Sounds good. There is nothing sensitive in DbTranImageStatus_pkey so if you decide you want it after all, it's there for the asking. Pete >>> Tom Lane <tgl@sss.pgh.pa.us> 04/13/06 3:30 am >>> Oh, never mind ... I've sussed it.
"Peter Brant" <Peter.Brant@wicourts.gov> writes: > It turns out we've been getting rather huge numbers of "Permission > denied" errors relating to fsync so perhaps it wasn't really a precursor > to the crash as I'd previously thought. > I've pasted in a complete list following this email covering the time > span from 3/20 to 4/6. The number in the first column is the number of > times the given log message appeared. Wow. What was happening to your pg_xlog directory while this was going on?
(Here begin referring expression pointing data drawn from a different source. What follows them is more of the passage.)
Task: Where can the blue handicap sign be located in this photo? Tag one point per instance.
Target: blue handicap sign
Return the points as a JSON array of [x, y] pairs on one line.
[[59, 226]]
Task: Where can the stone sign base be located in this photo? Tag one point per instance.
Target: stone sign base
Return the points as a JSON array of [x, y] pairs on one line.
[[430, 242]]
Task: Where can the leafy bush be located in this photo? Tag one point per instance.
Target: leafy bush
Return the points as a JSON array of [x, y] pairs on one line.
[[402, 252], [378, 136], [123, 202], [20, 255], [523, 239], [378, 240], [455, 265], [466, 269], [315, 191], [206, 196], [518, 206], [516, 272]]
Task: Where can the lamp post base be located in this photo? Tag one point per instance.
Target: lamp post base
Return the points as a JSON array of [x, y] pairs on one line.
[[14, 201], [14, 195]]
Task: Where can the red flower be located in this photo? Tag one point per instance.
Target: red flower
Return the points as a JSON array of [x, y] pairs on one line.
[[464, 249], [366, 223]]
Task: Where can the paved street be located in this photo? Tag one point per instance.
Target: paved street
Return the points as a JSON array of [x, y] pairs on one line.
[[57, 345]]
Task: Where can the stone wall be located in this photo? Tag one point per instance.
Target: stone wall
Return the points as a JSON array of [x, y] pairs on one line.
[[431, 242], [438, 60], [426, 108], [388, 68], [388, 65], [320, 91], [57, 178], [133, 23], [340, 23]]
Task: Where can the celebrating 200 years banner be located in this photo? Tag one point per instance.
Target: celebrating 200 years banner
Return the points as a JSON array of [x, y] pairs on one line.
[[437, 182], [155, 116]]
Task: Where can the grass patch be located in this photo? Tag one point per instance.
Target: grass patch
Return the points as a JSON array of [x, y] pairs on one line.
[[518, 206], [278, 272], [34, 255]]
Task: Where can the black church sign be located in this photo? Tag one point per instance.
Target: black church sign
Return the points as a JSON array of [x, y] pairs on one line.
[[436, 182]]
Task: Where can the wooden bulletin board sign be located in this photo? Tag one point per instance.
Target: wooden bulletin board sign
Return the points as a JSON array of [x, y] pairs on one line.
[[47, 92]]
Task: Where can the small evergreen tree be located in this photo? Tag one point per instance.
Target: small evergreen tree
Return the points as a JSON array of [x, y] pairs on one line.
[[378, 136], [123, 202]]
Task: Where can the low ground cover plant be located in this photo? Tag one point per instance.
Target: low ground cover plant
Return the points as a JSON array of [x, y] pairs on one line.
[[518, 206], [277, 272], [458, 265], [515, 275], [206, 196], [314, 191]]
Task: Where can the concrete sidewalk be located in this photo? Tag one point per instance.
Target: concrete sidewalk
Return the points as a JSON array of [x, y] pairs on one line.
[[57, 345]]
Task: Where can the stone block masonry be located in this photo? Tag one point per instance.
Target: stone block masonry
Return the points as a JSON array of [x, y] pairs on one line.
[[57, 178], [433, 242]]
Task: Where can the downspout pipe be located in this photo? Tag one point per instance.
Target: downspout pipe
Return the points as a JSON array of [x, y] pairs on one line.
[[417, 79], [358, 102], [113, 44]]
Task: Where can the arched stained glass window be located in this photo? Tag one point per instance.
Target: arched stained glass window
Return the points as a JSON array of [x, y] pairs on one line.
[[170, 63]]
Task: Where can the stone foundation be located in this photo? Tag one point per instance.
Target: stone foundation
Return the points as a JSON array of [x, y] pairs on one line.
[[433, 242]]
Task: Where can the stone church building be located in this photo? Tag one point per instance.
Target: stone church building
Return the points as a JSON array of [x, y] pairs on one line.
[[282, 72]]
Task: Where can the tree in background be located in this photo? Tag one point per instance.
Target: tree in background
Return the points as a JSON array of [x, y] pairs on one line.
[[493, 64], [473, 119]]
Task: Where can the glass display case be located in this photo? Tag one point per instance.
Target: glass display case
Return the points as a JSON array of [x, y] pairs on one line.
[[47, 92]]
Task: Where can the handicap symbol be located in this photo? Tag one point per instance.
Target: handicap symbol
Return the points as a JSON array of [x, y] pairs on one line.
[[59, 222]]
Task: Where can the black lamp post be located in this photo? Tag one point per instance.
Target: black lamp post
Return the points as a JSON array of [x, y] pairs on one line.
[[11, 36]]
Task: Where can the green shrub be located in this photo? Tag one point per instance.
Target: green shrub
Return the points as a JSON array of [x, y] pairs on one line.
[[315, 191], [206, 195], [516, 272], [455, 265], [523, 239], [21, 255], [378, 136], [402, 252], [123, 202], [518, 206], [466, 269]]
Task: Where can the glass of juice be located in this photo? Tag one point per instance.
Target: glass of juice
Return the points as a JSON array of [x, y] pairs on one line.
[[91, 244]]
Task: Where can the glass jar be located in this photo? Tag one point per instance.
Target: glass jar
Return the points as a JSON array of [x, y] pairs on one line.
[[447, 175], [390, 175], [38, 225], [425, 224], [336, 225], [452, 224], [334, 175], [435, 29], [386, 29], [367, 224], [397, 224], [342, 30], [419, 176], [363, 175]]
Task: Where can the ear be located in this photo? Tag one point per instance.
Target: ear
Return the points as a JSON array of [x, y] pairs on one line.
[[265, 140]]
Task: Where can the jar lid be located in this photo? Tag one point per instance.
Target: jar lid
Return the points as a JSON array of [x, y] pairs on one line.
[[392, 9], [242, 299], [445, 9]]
I would expect that the system would plow ahead after this error, but having failed to complete the checkpoint, it would never be able to free any back WAL segments. Were you accumulating lots of gigabytes of WAL files? Or maybe the errors came and went, so that sometimes you could get through a checkpoint? > The interesting thing is that _none_ of the referenced relfilenode > numbers actually appear in the file system. Could they have been temporary tables? Alternatively, if you routinely use TRUNCATE, CLUSTER, or REINDEX (all of which assign new relfilenode numbers), then maybe they were older versions of tables that still exist. > - The file system is NTFS OK, anyone know anything about permissions on NTFS? regards, tom lane
The culprit is CLUSTER. There is a batch file which runs CLUSTER against six, relatively small (60k rows between them) tables at 7am, 1pm, and 9pm. Follows is the list of dates and hours when the "Permission denied" errors showed up. They match up to a tee (although the error apparently sometimes persists for a while). The machine is clean (basically just Windows + Postgres [no AV, firewall, etc. software]). Pete 2006-03-20 21 2006-03-21 07 2006-03-22 21 2006-03-23 21 2006-03-23 22 2006-03-24 13 2006-03-24 21 2006-03-24 22 2006-03-26 13 2006-03-27 13 2006-03-27 21 2006-03-27 22 2006-03-28 13 2006-03-28 21 2006-03-29 13 2006-03-29 21 2006-03-30 13 2006-03-30 14 2006-03-30 15 2006-03-30 21 2006-03-30 22 2006-03-31 07 2006-03-31 08 2006-03-31 09 2006-03-31 10 2006-03-31 11 2006-03-31 12 2006-03-31 13 2006-04-03 21 2006-04-04 07 2006-04-05 07 2006-04-05 21 >>> Tom Lane <tgl@sss.pgh.pa.us> 04/13/06 8:30 pm >>> > The interesting thing is that _none_ of the referenced relfilenode > numbers actually appear in the file system. Could they have been temporary tables? Alternatively, if you routinely use TRUNCATE, CLUSTER, or REINDEX (all of which assign new relfilenode numbers), then maybe they were older versions of tables that still exist.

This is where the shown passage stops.